ÇİN’E YÖNELTİLEN UYGUR SOYKIRIMI İDDİASI
ABD’nin Çin Halk Cumhuriyeti üzerinde baskı kurma alanlarının başında Sinciang Uygur Özerk Böglesi’nde yaşayan Uygurlar gelmektedir. ABD, Çin’e birçok kez Uygurlara uyguladığı politikalarından dolayı suçlayıcı ifadeler kullanmıştı. Soykırım ifadesini ilk kez 19 Ocak 2021’de resmi belgelerinde de dile getirmiş oldu. ABD Dışişleri Bakan’ı Antony Blinken Ocak 2021'de Çin Halk Cumhuriyeti'nin, ağırlıklı olarak Müslüman olan Uygurlara ve Sinciang'daki diğer etnik ve dini azınlık gruplarının üyelerine karşı soykırım ve insanlığa karşı suçlar işlediğini söyledi. Bunu yaparken bazı “kanıtlar” sunan Blinken, tıpkı ABD Meclisi’nin 1915 olaylarını hiçbir hukuksal karar olmadan soykırım olarak değerlendirmesi gibi Sinciang’daki durumu soykırım olarak adlandırdı. Tabi bu kararın sadece siyasi değil, ekonomik bir amacı da var. ABD Gümrük ve Sınır Koruması, Sinciang'dan belirli malların ithalatını yasaklayan altı Stopaj Serbest Bırakma Emri (WRO) ve ayrıca Sinciang Üretim ve İnşaat Birliği’nden tüm pamuk ürünlerinin ve Sinciang'dan tüm pamuk ve domates ürünlerinin ithalatını yasaklayan ek WRO'lar yayınladı. Ayrıca ABD Ticaret Bakanlığı, Sinciang'daki insan hakları ihlallerine karıştığı iddiasıyla 24 Çin kuruluşunu yaptırım listesine ekledi.

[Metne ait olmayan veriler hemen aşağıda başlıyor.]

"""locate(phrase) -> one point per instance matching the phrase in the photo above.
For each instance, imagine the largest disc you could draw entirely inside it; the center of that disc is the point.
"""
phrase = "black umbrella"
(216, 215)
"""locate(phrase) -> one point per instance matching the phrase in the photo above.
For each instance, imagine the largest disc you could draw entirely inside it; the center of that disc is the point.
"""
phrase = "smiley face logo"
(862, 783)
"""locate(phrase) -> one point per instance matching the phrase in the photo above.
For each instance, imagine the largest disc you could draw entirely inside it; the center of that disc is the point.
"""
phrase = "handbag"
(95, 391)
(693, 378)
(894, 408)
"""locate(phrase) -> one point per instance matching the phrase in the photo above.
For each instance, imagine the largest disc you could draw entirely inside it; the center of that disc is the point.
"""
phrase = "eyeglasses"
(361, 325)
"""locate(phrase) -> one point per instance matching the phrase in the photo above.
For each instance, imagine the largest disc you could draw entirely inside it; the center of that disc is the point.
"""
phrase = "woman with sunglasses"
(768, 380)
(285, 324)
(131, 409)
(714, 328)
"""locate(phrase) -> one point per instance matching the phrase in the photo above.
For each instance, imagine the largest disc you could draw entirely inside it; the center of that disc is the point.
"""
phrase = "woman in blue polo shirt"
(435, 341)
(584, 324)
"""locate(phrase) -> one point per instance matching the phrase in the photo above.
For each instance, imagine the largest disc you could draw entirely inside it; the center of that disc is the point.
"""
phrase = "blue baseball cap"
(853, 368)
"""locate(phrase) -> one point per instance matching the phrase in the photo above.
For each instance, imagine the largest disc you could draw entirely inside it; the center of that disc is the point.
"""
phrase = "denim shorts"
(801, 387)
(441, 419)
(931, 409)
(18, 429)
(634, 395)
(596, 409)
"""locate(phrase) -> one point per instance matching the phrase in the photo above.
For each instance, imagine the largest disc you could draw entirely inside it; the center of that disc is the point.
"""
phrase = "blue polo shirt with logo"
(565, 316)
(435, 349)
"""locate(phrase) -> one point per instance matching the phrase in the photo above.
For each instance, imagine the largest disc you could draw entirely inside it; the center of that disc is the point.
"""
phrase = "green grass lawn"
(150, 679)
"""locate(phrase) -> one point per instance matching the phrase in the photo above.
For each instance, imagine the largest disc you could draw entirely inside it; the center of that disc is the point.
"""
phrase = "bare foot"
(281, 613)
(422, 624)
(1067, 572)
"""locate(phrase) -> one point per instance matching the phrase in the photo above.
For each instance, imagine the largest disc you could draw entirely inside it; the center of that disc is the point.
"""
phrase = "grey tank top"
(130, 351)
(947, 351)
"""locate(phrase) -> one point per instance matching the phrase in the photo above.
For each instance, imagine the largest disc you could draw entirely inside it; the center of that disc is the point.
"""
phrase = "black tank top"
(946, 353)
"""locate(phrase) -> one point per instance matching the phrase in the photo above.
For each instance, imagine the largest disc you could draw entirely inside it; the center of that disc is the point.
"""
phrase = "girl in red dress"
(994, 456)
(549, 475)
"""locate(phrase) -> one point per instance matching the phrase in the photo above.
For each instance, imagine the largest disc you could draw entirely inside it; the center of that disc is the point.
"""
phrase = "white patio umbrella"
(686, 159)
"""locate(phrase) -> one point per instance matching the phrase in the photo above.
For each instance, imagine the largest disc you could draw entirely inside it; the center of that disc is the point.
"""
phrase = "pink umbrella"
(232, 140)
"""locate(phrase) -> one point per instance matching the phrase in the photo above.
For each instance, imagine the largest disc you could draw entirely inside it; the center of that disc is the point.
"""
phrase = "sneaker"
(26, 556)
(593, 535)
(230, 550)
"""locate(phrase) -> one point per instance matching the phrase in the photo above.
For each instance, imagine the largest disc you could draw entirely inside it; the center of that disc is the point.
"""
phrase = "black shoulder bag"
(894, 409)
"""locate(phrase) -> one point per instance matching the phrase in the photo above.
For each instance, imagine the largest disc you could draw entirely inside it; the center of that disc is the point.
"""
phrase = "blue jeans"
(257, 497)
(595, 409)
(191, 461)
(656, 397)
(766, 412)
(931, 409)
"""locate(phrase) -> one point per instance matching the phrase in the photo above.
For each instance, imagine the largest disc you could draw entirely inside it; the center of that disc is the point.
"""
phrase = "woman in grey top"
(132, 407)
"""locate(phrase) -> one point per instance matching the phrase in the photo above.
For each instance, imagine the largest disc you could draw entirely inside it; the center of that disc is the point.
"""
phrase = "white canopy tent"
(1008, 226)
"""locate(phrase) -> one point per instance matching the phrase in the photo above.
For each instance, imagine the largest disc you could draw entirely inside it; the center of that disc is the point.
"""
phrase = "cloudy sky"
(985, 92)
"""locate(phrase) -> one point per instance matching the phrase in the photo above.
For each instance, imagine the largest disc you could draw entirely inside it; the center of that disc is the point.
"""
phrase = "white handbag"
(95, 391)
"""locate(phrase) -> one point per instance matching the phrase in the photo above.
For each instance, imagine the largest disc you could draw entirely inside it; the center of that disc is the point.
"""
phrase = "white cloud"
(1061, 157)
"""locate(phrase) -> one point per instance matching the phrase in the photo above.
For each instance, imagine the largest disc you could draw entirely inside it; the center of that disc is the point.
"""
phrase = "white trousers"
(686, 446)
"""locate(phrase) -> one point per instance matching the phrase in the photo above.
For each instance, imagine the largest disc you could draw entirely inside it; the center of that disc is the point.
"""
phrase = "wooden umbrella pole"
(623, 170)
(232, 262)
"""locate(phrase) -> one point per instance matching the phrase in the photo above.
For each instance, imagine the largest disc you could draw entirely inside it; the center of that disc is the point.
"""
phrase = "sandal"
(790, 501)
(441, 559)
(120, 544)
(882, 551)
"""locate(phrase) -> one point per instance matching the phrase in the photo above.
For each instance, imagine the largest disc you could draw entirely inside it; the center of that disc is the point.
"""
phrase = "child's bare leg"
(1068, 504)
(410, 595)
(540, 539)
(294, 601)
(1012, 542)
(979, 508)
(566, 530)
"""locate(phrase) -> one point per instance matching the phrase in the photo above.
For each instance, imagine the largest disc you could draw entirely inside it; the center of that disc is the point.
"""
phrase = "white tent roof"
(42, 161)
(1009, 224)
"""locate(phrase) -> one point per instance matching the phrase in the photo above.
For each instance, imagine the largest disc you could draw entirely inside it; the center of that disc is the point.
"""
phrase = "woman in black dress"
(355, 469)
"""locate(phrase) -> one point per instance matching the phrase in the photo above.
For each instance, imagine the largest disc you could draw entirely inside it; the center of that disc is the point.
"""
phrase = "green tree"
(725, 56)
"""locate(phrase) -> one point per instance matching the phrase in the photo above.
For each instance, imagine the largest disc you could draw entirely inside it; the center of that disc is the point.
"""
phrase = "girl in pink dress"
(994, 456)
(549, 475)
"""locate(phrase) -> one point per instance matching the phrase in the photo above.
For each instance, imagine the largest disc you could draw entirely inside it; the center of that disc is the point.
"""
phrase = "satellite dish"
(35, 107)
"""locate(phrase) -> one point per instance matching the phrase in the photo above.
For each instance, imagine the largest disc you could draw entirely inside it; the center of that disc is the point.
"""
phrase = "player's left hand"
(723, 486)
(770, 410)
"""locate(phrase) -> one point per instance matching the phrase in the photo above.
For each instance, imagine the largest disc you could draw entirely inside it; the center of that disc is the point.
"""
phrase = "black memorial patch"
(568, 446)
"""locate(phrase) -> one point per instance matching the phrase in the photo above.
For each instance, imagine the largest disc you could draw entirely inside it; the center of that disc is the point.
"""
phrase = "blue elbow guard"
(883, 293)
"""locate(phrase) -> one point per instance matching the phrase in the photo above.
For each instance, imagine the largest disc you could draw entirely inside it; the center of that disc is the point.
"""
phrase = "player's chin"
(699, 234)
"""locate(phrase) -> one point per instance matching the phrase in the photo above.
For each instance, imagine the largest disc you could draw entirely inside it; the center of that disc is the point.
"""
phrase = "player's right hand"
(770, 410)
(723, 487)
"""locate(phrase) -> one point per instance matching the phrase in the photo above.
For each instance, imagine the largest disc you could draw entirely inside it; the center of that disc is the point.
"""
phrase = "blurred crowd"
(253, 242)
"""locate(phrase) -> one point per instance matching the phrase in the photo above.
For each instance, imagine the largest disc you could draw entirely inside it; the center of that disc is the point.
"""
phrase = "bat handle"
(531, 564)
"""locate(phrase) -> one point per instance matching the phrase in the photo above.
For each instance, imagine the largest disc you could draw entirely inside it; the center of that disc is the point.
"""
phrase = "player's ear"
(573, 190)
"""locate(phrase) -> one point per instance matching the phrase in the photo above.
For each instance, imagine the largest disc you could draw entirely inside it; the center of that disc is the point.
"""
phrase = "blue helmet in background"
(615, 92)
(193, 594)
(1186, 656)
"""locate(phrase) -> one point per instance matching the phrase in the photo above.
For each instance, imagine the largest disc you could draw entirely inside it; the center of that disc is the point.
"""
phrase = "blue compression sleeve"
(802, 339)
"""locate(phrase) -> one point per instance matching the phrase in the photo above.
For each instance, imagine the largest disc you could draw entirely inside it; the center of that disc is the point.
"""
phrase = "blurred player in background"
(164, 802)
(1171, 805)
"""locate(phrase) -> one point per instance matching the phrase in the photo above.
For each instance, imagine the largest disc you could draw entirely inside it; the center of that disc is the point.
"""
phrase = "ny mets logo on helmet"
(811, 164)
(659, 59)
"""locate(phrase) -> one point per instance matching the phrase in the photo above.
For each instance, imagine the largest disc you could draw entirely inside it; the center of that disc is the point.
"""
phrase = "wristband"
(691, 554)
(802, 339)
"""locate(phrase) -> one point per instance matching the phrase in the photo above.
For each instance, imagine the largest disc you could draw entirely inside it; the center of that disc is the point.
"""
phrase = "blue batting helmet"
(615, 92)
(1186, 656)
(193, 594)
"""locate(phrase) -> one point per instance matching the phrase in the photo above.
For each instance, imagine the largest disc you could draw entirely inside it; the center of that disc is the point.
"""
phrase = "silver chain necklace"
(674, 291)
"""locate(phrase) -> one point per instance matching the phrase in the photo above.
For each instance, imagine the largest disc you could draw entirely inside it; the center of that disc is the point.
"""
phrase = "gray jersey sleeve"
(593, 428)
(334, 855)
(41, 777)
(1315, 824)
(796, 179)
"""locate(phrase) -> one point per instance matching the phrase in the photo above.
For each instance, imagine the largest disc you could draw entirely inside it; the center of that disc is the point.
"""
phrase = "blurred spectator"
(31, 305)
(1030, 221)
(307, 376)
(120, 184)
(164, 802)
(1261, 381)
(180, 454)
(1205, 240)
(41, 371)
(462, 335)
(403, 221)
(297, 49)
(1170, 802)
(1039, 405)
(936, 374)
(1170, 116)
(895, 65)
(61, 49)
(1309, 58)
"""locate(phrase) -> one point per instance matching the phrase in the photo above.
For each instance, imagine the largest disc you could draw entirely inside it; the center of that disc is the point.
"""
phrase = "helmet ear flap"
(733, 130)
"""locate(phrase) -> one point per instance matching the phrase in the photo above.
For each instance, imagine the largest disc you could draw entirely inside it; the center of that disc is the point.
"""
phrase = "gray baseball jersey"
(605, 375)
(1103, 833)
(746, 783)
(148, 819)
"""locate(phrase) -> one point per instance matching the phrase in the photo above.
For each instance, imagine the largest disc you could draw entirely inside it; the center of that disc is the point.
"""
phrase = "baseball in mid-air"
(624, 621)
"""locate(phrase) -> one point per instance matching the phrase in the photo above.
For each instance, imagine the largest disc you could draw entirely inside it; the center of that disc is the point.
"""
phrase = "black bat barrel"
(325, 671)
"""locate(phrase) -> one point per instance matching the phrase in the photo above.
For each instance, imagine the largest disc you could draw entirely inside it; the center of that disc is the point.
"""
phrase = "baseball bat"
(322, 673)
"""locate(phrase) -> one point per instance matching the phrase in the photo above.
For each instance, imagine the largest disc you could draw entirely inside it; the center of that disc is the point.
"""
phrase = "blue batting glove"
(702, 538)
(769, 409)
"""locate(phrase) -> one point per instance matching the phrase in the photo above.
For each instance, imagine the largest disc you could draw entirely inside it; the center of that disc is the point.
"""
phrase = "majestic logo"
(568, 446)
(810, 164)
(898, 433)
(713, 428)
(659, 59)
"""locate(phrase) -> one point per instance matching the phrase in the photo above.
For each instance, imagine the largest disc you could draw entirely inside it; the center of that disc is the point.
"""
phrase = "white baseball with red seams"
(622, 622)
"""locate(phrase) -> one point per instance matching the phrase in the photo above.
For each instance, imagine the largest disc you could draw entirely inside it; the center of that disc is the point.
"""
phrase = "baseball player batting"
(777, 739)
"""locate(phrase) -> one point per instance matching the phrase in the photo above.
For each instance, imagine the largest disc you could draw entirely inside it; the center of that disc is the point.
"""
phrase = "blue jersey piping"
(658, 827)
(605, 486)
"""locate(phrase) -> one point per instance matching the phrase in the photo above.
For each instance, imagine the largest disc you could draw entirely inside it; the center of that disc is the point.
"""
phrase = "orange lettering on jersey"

RUSYA’YA SOYKIRIM SUÇLAMASI
ABD’nin soykırım suçlamasını kolayca yönelttiği ülkelerden birisi de Rusya. Rusya, Ukrayna’ya 24 Şubat 2022 tarihinde başlattığı askeri operasyon sonrasında birçok ülke tarafından yaptırım listesine alınmıştı. Çok sayıda kalemde yaptırım listesine alınan Rusya, soykırımla da suçlandı. ABD Başkanı Joe Biden, Rusya Devlet Başkanı Vladimir Putin'in Ukrayna kimliğini ortadan kaldırmaya çalıştığını söyledi. Biden, Rus birliklerinin soykırım eylemlerine dair kanıtların arttığı konusunda ısrar etti. Biden, "Rusların Ukrayna'da yaptığı korkunç şeylerden daha fazla kanıt geliyor ve sadece yıkım hakkında daha fazla şey öğreneceğiz.” ifadelerini kullandı. Soykırım konusunda ise “Bana öyle geliyor ki var.” demekle yetindi. Ukrayna Devlet Başkanı Volodimir Zelenskiy, Biden'ın yorumlarının "gerçek bir liderin gerçek sözleri" olduğunu söyledi. Zelenskiy, Twitter'da "Şeylere isimleriyle hitap etmek, kötülüğe karşı durmak için esastır." ifadelerini kullandı. Fransa Cumhurbaşkanı Emmanuel Macron ise soykırım tanımlamasını kullanmakta isteksiz olduğunu söyledi. Fakat bu iki lider her ne kadar Ukrayna’daki durumla ilgili soykırım ifadesini kullanmakta hukuksal durumu gözetseler de 1915 olaylarını kendi meclislerinde hukuk kararı olmadan soykırım olarak kabul ediyor.